Right away we notice that the stress run isn't really stressing either the Tomcat or Postgres machines. (aside: in this post I'm only going to show CPU graphs. Obviously you need to look at other resources as well. However, for the purposes of this discussion, looking at CPU is enough to get the idea.) At first it might seem that we're not hitting the server hard enough. Maybe 50 client threads is too few? Yet as we can see from the throughput graph performance, the overall throughput rises until we get to about 15 threads, and after that it is fairly flat. So this suggests that the problem is not with the test setup, but something in the server configurations.

Also notice that performance is actually pretty bad from a query response time perspective. The response times are all over the map, with a median around 300ms, a 95th-percentile all the way at about 1.2 seconds, and some queries lasting as long as 3.5 seconds. Ouch!

The most suspicious thing to me is that throughput doesn't increase when more than about 15 threads are hitting the servers. Both Tomcat and PostgreSQL are designed to be extremely capable in high-volume environments. No way could 15 threads be causing us to max out. The huge variance in response times implies that requests are being queued rather than handled right away. After running the test again, I logged into Postgres and ran SELECT count(*) FROM pg_stat_activity a few times during the run. There were never more than 8 connections to the database.

As it turns out, 8 is the default value for the maximum number of connections allowed with the Apache Commons Database Connection Pool (DBCP). In our case this looks to be the first culprit, and explains why we never got any throughput increases after just a small number of client threads and why response time variance was so high. So let's bump the maximum DBCP connections up to 50 and see what it looks like:



PostgresTomcat

Nice! Not only did our throughput increase by about 50% but the response times are more consistent and have fewer extremes. The throughput graph shows that our throughput increases until about 40 client threads, which is below the maximum database connections. This suggests contention for the thread pool is no longer a big issue. Also the second core on the Postgres machine finally began to be utilized. Our system is spending less time queuing and more time working.

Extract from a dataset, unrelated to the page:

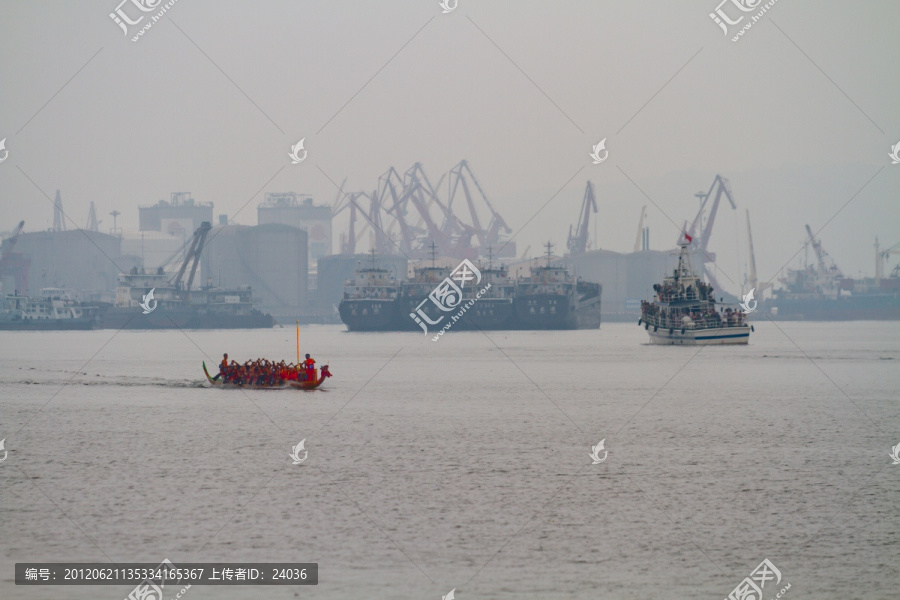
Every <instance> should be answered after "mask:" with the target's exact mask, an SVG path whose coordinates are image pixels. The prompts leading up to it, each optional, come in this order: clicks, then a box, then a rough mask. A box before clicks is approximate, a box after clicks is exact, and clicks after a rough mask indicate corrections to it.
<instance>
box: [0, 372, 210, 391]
mask: <svg viewBox="0 0 900 600" xmlns="http://www.w3.org/2000/svg"><path fill="white" fill-rule="evenodd" d="M2 381H3V384H4V385H50V386H66V385H73V386H101V387H157V388H203V387H207V386H206V384H205V383H204V382H203V381H191V380H186V379H183V380H171V379H148V378H130V377H107V378H102V379H101V378H99V376H96V377H95V378H94V379H87V378H85V376H83V375H82V376H76V377H74V378H70V379H45V380H43V381H37V380H34V379H3V380H2Z"/></svg>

But check out the high IO wait times on the Postgres machine. 20-30% of CPU time is waiting on IO to complete rather than doing useful processing. This seems like a really high proportion of time. As I mentioned at the beginning, the test plan I'm running has a relatively high amount of writes. Other metrics on the Postgres machine related to disk IO (not reproduced here) also showed that this was a likely bottleneck. So I set about researching how to improve my Postgres configuration for write performance. The following were valuable resources:


I played around with a number of parameters. The most important for this workload turned out to be those related to writing WAL files. In particular, changing the following parameters to these values had the biggest impact:

synchronous_commit = off
full_page_writes = off

The results:



PostgresTomcat

Clearly a major improvement. Throughput increased by another 25%, and response times not only dropped by about 50% but are now very consistent. On the Postgres machine very little time is spent waiting on IO. In fact it looks like our throughput increased all the way up to 50 client threads, suggesting that if we increase the number of threads we'll see that the system is capable of even more.

One odd thing about the last test results is the periodic drops to zero throughput. That's a mystery I'll solve for you in a future post.

It's important to fully understand the impact of these settings before deciding to put them into production. This combination of these settings makes it possible to lose transactions and increases the chances of a corrupt WAL in the event of an OS crash or power failure (though not as much as turning off fsync). As such configuring Postgres in this way should only be done if you can tolerate or otherwise mitigate this possibility.